LawProse Lesson #221: The fallacy of intelligibility.

LawProse Lesson #221: The fallacy of intelligibility.

The fallacy of intelligibility. Several readers wrote about last week’s lesson to say that it matters not one whit whether you “cite a case” or “cite to a case.” They said: “Everybody knows what it means.” That’s an interesting line of argument. You’ll encounter it often in usage circles, but not among those who prize fastidiousness with language. True, language is an arbitrary set of conventions, and there is no logical reason why we say “contrary to” instead of “contrary of” or “contrary with.” It’s largely a matter of linguistic custom.

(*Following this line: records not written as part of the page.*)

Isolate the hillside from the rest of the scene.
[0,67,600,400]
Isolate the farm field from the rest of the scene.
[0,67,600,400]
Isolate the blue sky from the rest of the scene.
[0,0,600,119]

Educated speakers of English are expected to know which preposition to use with “contrary.” It’s a linguistic marker. There is some logic behind preferring “couldn’t care less” to “could care less” (are you trying to say that you do care?); this particular phrase, like so many others, is also a linguistic marker. Do you think that idiosyncrasy is a form of government? That maelstrom is a kind of storm? That a bellwether is an omen of bad (or even good) weather? These, too, are linguistic markers. There are thousands of them. Few of these markers lead to real confusion. Rather, they may result in a loss of credibility for the speaker or writer. Nonstandard, ungrammatical language irks educated readers. It distracts them and makes them less likely, even unwilling, to align themselves with you. Wrong words are like wrong notes in music: they spoil the tune. And wrong words make readers stop thinking about your message and start pondering your educational deficits. If anyone tells you otherwise (that is, if someone says it don’t make no never-mind), don’t believe it. Further reading: Garner’s Modern American Usage 154-56 (3d ed. 2009) (s.v. class distinctions). Garner’s Dictionary of Legal Usage 158-59 (3d ed. 2011). The Chicago Manual of Style (16th ed. 2010).